BARLEY growers in south-eastern Australian may well have the best production year for some time, but will need to rely on the extra tonnage to generate additional revenue, with a price spike unlikely from here on in, according to a panel of grain marketers addressing a Victorian Farmers Federation (VFF) marketing seminar in Tungamah, north-east Victoria.
The flood of feed grain across the world is acting as an anchor on prices, with Australian production looking relatively assured, there is little likelihood of a basis-inspired price rally due to concerns about supplies.
Even in the eastern states, where domestic markets over recent years have delivered a basis premium, are likely to have an exportable surplus this season.

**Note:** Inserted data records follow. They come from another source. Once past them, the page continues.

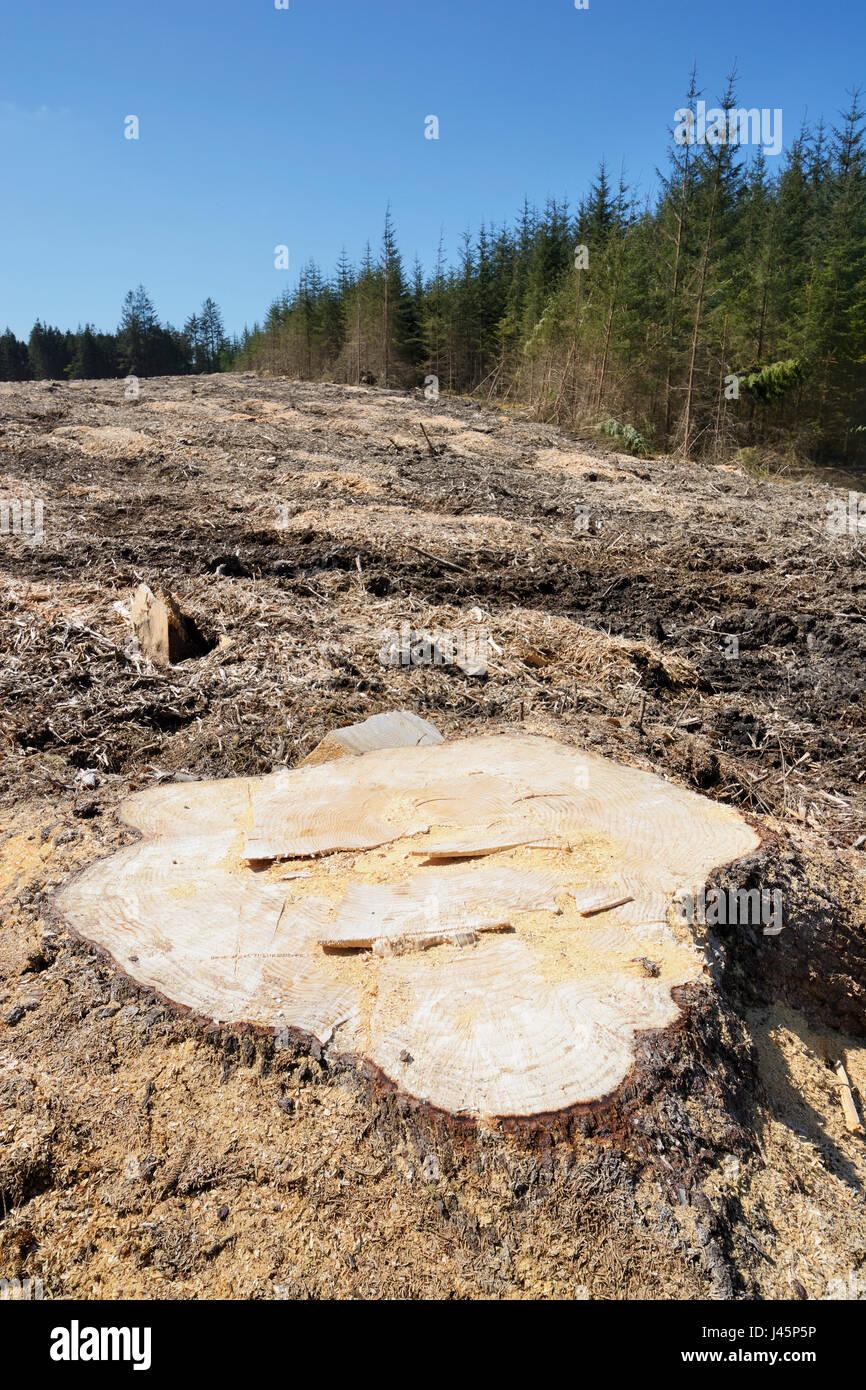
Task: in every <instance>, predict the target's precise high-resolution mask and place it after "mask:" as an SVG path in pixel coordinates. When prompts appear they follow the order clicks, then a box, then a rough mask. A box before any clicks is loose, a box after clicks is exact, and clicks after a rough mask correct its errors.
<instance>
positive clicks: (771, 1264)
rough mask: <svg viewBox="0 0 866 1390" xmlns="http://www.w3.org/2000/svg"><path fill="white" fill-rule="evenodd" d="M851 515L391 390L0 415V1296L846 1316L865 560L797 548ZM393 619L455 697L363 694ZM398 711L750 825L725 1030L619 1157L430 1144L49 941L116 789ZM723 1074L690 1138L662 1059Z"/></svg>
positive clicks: (141, 384) (389, 669) (828, 553)
mask: <svg viewBox="0 0 866 1390" xmlns="http://www.w3.org/2000/svg"><path fill="white" fill-rule="evenodd" d="M858 485H859V486H863V484H862V480H860V482H859V484H858V481H856V480H848V478H841V477H834V478H830V480H828V478H817V477H795V475H785V477H778V475H776V477H773V478H770V477H759V475H755V474H749V473H745V471H744V470H741V468H738V467H737V466H735V464H734V463H731V464H728V466H720V467H703V466H696V464H692V463H678V461H673V460H670V459H656V460H637V459H632V457H630V456H626V455H617V453H610V452H606V450H605V449H602V448H599V446H595V445H591V443H587V442H582V441H577V439H571V438H569V436H566V435H564V434H563V432H562V431H556V430H553V428H549V427H545V425H539V424H535V423H531V421H527V420H523V418H520V417H516V416H509V414H505V413H500V411H498V410H492V409H480V407H478V406H477V404H474V403H470V402H464V400H456V399H445V398H442V399H441V400H438V402H431V400H425V399H424V396H423V393H421V392H416V393H411V392H409V393H406V392H389V391H382V389H374V388H343V386H339V388H338V386H328V385H310V384H297V382H286V381H271V379H260V378H256V377H253V375H225V377H204V378H164V379H154V381H143V382H142V384H140V396H139V399H136V400H129V399H126V398H125V395H124V384H122V382H72V384H68V385H61V384H47V382H36V384H26V385H21V384H0V500H1V499H3V498H19V499H21V498H31V499H39V500H42V503H43V523H42V524H43V534H42V537H39V538H28V537H13V535H0V634H1V638H0V641H1V646H0V735H1V738H0V910H1V913H3V923H1V927H0V1279H1V1277H7V1279H8V1277H25V1276H29V1277H32V1279H40V1280H42V1282H43V1286H44V1295H46V1297H72V1298H115V1297H133V1298H152V1297H170V1298H190V1297H195V1298H200V1297H228V1298H299V1297H361V1298H375V1297H402V1298H406V1297H434V1298H478V1297H503V1298H525V1297H544V1298H575V1297H577V1298H638V1297H648V1298H702V1297H717V1298H724V1297H756V1298H788V1297H806V1298H863V1297H866V1207H865V1198H863V1190H865V1188H863V1184H865V1181H866V1147H865V1140H863V1137H862V1136H858V1134H855V1133H849V1131H848V1130H847V1127H845V1123H844V1115H842V1108H841V1104H840V1097H838V1086H837V1083H835V1074H834V1070H833V1069H831V1066H830V1063H835V1062H837V1061H838V1059H840V1058H842V1059H844V1061H845V1065H847V1068H848V1074H849V1077H851V1083H852V1087H853V1094H855V1101H856V1104H858V1106H859V1109H860V1113H862V1112H863V1102H865V1101H866V840H865V838H863V837H865V835H866V759H865V756H863V748H865V735H866V695H865V691H866V537H863V535H862V534H858V530H856V525H855V527H853V528H852V527H849V528H848V531H847V532H845V534H831V531H830V528H828V527H827V514H828V513H827V505H828V503H831V502H833V500H837V502H838V500H842V502H847V500H848V493H849V491H852V489H856V488H858ZM140 581H146V582H147V584H149V585H150V587H152V588H167V589H171V591H172V592H174V594H177V596H178V599H179V602H181V603H182V606H183V609H185V610H186V612H188V613H189V614H190V616H192V617H193V619H195V620H196V623H197V624H199V627H200V630H202V631H203V632H204V635H206V638H207V644H209V651H207V652H206V653H204V655H202V656H197V657H195V659H190V660H186V662H182V663H179V664H177V666H174V667H171V669H170V670H161V669H157V667H153V666H152V664H150V663H149V662H147V660H146V659H145V657H143V656H142V653H140V652H139V651H138V645H136V644H135V641H133V637H132V630H131V624H129V619H128V610H129V599H131V595H132V591H133V588H135V587H136V585H138V584H139V582H140ZM403 626H406V627H403ZM402 630H405V631H409V632H413V634H421V632H428V634H432V635H436V634H439V645H442V634H446V635H448V634H452V635H453V634H457V639H459V637H460V634H464V632H471V634H474V637H475V639H478V634H481V635H482V649H484V652H485V669H484V670H482V671H477V673H475V674H473V673H467V670H464V669H463V667H461V666H459V664H456V663H453V662H449V663H446V664H439V666H435V664H410V666H399V664H398V666H393V664H385V662H384V660H382V653H384V652H385V653H386V652H388V648H389V644H391V645H392V646H393V635H395V634H400V631H402ZM388 709H410V710H414V712H416V713H418V714H421V716H424V717H425V719H428V720H431V721H432V723H434V724H435V726H436V727H438V728H439V730H441V731H442V734H443V735H445V737H449V735H457V734H470V733H473V731H480V730H512V731H517V730H527V731H531V733H539V734H548V735H552V737H556V738H559V739H562V741H566V742H571V744H578V745H587V746H589V748H592V749H594V751H596V752H603V753H606V755H607V756H612V758H616V759H619V760H621V762H628V763H632V765H635V766H639V767H645V769H649V770H653V771H656V773H659V774H662V776H664V777H669V778H671V780H674V781H677V783H680V784H683V785H687V787H691V788H692V790H698V791H702V792H703V794H706V795H709V796H714V798H719V799H721V801H726V802H728V803H731V805H735V806H738V808H740V809H742V810H744V812H745V813H746V815H749V816H751V817H753V821H755V824H756V826H758V827H759V828H760V833H762V835H763V838H765V848H763V851H762V855H760V856H759V870H758V869H756V867H755V866H753V865H752V866H746V867H745V869H744V873H748V872H752V873H755V872H760V873H762V874H763V878H762V881H765V880H766V878H767V876H769V877H770V878H771V881H773V883H778V884H780V885H783V887H784V891H785V903H787V924H785V930H784V931H783V933H781V934H780V935H778V937H763V935H762V934H760V933H758V934H756V933H753V931H752V933H751V931H748V930H746V931H738V930H734V929H731V930H728V931H727V934H724V933H723V934H720V935H719V938H713V940H712V941H710V942H709V947H710V959H712V962H713V965H712V970H710V972H709V976H708V980H709V983H708V991H709V992H710V994H712V997H713V1004H712V1008H710V1011H709V1012H708V1013H706V1017H710V1015H712V1012H713V1009H714V1011H717V1030H716V1033H713V1031H712V1030H710V1031H709V1033H706V1038H708V1040H709V1041H706V1045H703V1044H701V1047H703V1051H701V1047H699V1045H698V1044H695V1047H696V1051H695V1052H694V1054H689V1056H691V1061H689V1066H691V1070H689V1069H688V1068H684V1066H681V1065H680V1062H681V1056H683V1055H684V1054H677V1056H678V1058H680V1062H677V1065H674V1062H670V1065H667V1063H666V1068H662V1069H660V1070H659V1066H660V1063H659V1061H657V1058H656V1062H655V1063H653V1065H656V1072H655V1073H653V1074H655V1076H656V1077H657V1079H659V1081H657V1084H659V1094H657V1105H655V1111H653V1120H652V1125H655V1126H656V1127H655V1129H653V1127H652V1126H651V1129H646V1125H648V1123H649V1122H648V1120H646V1115H649V1111H651V1109H653V1106H652V1105H651V1104H649V1101H646V1105H648V1106H649V1108H648V1109H645V1111H644V1112H642V1120H641V1123H642V1125H644V1131H645V1133H646V1134H648V1136H649V1134H651V1136H652V1143H649V1141H648V1143H646V1144H644V1145H641V1144H639V1143H635V1140H634V1136H635V1133H637V1130H635V1129H634V1126H632V1129H631V1130H630V1131H628V1134H626V1133H624V1131H623V1133H613V1130H612V1131H609V1133H606V1131H603V1130H599V1131H598V1133H592V1131H591V1130H589V1131H587V1133H575V1131H573V1130H569V1131H567V1133H566V1131H564V1130H562V1131H559V1130H557V1129H556V1126H553V1129H552V1131H550V1133H548V1134H546V1137H545V1140H544V1143H541V1141H539V1140H538V1136H535V1137H534V1138H532V1140H531V1143H528V1141H527V1140H525V1137H521V1136H518V1134H510V1136H502V1134H492V1133H485V1131H481V1133H473V1134H471V1136H460V1134H457V1136H453V1134H450V1136H449V1134H443V1133H442V1131H441V1126H439V1125H438V1122H434V1120H424V1119H423V1118H418V1116H413V1115H407V1113H406V1112H405V1111H403V1109H400V1105H399V1102H398V1101H395V1098H393V1097H391V1095H386V1094H382V1093H381V1090H377V1087H375V1086H374V1084H373V1083H371V1081H370V1080H368V1079H366V1077H363V1076H359V1074H357V1073H354V1072H353V1070H352V1069H348V1068H343V1066H339V1065H332V1063H331V1061H329V1058H328V1056H327V1054H322V1052H321V1049H318V1048H314V1049H313V1051H311V1052H309V1051H307V1052H303V1051H299V1049H296V1048H291V1049H278V1048H275V1047H274V1041H272V1040H270V1038H267V1037H264V1038H263V1037H261V1036H256V1034H253V1033H247V1031H243V1030H220V1029H217V1027H209V1026H207V1023H206V1022H203V1020H197V1019H190V1017H186V1016H183V1015H179V1013H178V1012H177V1011H172V1009H170V1008H167V1006H165V1004H164V1001H160V999H156V998H154V997H153V995H150V997H147V995H146V992H145V991H142V990H139V988H136V987H135V986H133V984H132V983H131V981H128V980H125V979H124V977H121V976H118V973H117V972H115V970H114V969H113V966H111V962H110V960H107V959H104V958H101V956H100V955H99V954H96V952H95V951H93V949H92V948H89V947H88V945H86V944H83V942H78V941H74V940H72V938H71V937H70V935H68V934H67V933H65V930H64V927H63V923H61V922H60V920H58V919H57V915H56V912H54V910H53V895H54V891H56V888H57V887H58V885H60V884H63V883H64V881H65V880H67V878H68V876H70V874H71V873H74V872H75V870H76V869H78V867H81V866H82V865H83V863H86V862H89V860H90V859H92V858H95V856H97V855H103V853H107V852H110V849H111V848H114V847H117V845H120V844H122V842H126V841H128V838H129V831H128V830H126V828H125V827H122V826H121V824H120V823H118V820H117V817H115V808H117V805H118V802H120V801H122V798H124V796H125V795H128V794H129V791H132V790H139V788H143V787H149V785H156V784H158V783H161V781H165V780H170V778H178V777H179V778H197V777H231V776H238V774H250V773H264V771H270V770H271V769H272V767H275V766H278V765H288V766H292V765H295V763H296V762H297V760H299V759H300V758H303V756H304V755H306V753H307V752H310V751H311V748H314V745H316V744H317V742H318V741H320V739H321V738H322V737H324V734H325V733H327V731H328V730H329V728H334V727H338V726H342V724H349V723H353V721H357V720H361V719H366V717H367V716H368V714H373V713H377V712H379V710H388ZM744 881H745V880H744ZM708 997H709V995H708ZM713 1016H714V1015H713ZM685 1031H687V1030H685ZM713 1040H714V1041H713ZM714 1049H716V1051H714ZM671 1055H673V1054H671ZM714 1056H717V1066H719V1074H720V1076H721V1074H724V1077H733V1076H734V1073H737V1072H740V1073H741V1074H740V1080H738V1081H737V1084H734V1081H730V1084H728V1081H727V1080H726V1083H724V1086H721V1083H720V1093H719V1094H720V1095H721V1094H723V1093H724V1094H723V1102H724V1105H727V1104H728V1099H730V1106H731V1115H730V1116H728V1118H730V1120H731V1123H730V1125H727V1120H726V1123H721V1125H716V1126H714V1127H712V1126H709V1123H708V1120H706V1113H709V1112H706V1113H703V1115H698V1109H699V1105H698V1097H699V1095H701V1094H703V1093H702V1087H703V1088H706V1086H708V1084H709V1081H712V1074H710V1076H706V1074H703V1076H698V1074H696V1072H695V1068H696V1069H698V1072H703V1073H712V1072H713V1069H714V1065H716V1062H714ZM695 1059H698V1061H695ZM671 1098H673V1101H676V1104H677V1105H678V1111H677V1115H678V1116H680V1119H678V1120H677V1123H680V1120H681V1126H683V1129H681V1133H683V1136H687V1137H684V1138H683V1140H681V1141H680V1140H677V1141H676V1143H677V1144H680V1147H681V1148H683V1150H685V1148H689V1152H691V1158H689V1166H688V1180H687V1181H681V1180H680V1179H678V1177H677V1179H676V1180H674V1179H670V1177H669V1173H674V1169H676V1170H677V1172H684V1170H685V1169H684V1168H683V1165H681V1163H680V1165H678V1161H677V1156H676V1155H674V1154H673V1151H671V1152H670V1154H669V1155H667V1156H666V1154H664V1140H663V1137H662V1136H664V1134H666V1133H667V1130H666V1129H664V1125H666V1123H667V1120H666V1116H667V1118H670V1113H671V1112H670V1104H673V1101H671ZM720 1104H721V1102H720ZM671 1123H673V1122H671ZM687 1131H688V1134H687ZM677 1133H680V1130H677ZM698 1140H699V1141H698ZM656 1150H660V1151H662V1152H660V1156H659V1155H657V1154H656ZM651 1151H652V1152H651Z"/></svg>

The best growers can hope for is to monitor the market closely and perhaps generate some small premiums when buyers are actively in the market trying to shore up a set tonnage of grain for their use.
Brad Knight, Agfarm Horsham, said there were good forward contracting opportunities earlier in the season, but acknowledged many farmers were reticent to lock in tonnage due to issues with production failure in recent seasons.
Fellow Agfarm Horsham representative Sam Heagney said that commodities such as feed barley were likely to run at close to export parity for the most part, especially with the dairy market depressed.
However, he said there could be small opportunities for those freight advantaged to key dairy areas to exceed the port price by a freight component, a situation that will apply to farmers in the north-east, adjacent to Victoria’s Goulburn Valley dairy area.
Currently, Mr Heagney said parity rates into the key Saudi Arabian market had feed barley in the low $140s/t port.
The ABB contract price on Monday was $145/t Geelong.
Mr Knight said a rough trade estimate was for at least 1.1 million tonnes of feed barley from Victoria.
However, he said aside from the dairy industry, there would be a few feed users filling the gap, with the pig industry healthier than this time last year, and feedlots also maintaining production.
Currently, the malt/feed barley spread situation is at around $15-20/t, but Mr Knight said this may come in somewhat if more barley makes malt, given limited demand for malt barley through the key Asian market.
Danny Verbeek, Elders Toepfer Grain accumulation manager, said logistical issues out of other ports may force short-term shorts in the malt market, which may provide a spike in price should a customer need to get hands on supplies immediately.
"If, for instance, there is an issue with the WA ports, then perhaps a customer out of Asia needing supply quickly may look to the east coast and pay a small premium," he said.
"Other than that, there is about 850,000 tonnes of malt barley needed to meet domestic demand, and once that is supplied we will be trading off export parity in the malt market."